Разработка подсистемы автоматизированного применения алгоритмов динамической балансировки нагрузки для системы LUNA
Автор: Малышкин Виктор Эммануилович, Перепелкин Владислав Александрович, Чмиль Александр Владимирович
Журнал: Проблемы информатики @problem-info
Рубрика: Прикладные информационные технологии
Статья в выпуске: 4 (57), 2022 года.
Бесплатный доступ
В научном численном моделировании на суперЭВМ часто возникает проблема статического или динамического обеспечения баланса вычислительной нагрузки. Эта проблема не имеет эффективного универсального решения, вследствие чего на практике используются различные частные и эвристические алгоритмы балансировки нагрузки на вычислительные узлы.
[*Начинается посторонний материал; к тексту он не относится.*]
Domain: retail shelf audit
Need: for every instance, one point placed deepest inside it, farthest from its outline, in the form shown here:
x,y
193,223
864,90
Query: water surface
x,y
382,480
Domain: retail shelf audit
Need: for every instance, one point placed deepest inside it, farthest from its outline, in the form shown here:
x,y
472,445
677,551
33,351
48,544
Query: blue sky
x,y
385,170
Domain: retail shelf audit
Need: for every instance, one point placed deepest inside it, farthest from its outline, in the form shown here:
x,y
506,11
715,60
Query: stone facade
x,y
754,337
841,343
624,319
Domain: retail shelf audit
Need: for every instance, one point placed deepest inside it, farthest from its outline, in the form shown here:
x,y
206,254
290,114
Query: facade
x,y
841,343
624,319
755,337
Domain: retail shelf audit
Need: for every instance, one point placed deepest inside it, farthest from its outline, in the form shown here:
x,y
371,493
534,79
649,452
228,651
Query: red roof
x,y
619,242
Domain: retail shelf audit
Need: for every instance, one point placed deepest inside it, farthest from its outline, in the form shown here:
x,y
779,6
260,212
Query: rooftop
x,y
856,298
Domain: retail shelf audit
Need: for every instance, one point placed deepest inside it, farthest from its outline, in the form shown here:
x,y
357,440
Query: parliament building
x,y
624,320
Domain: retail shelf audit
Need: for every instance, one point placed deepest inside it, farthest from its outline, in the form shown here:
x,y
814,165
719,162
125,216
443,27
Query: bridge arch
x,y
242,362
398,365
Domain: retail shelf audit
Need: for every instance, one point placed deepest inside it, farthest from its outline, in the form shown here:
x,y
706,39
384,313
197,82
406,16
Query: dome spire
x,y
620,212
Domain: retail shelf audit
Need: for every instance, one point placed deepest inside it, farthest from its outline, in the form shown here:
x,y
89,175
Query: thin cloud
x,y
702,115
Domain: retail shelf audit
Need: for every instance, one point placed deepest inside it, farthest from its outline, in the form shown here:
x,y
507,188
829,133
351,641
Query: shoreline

Несмотря на то, что эта тема хорошо разработана в литературе и имеется большое количество методов, алгоритмов и программ балансировки нагрузки, их применение в каждом конкретном случае представляет собой проблему. Даже настройка параметров подходящего алгоритма балансировки нагрузки может стать непреодолимым препятствием для пользователя суперЭВМ. Это обуславливает актуальность автоматического обеспечения балансировки нагрузки на узлы как подзадачи автоматического конструирования параллельных программ. Если в системе программирования имеется набор алгоритмов балансировки в виде, допускающем их автоматическое применение, то обозначенная проблема снимается с пользователя. В системе автоматического конструирования параллельных программ LuNA имеются средства для накопления и автоматического применения алгоритмов статической и динамической балансировки вычислительной нагрузки на узлы. В статье рассматривается подход, на основе которого такое накопление и применение возможно в системе LuNA.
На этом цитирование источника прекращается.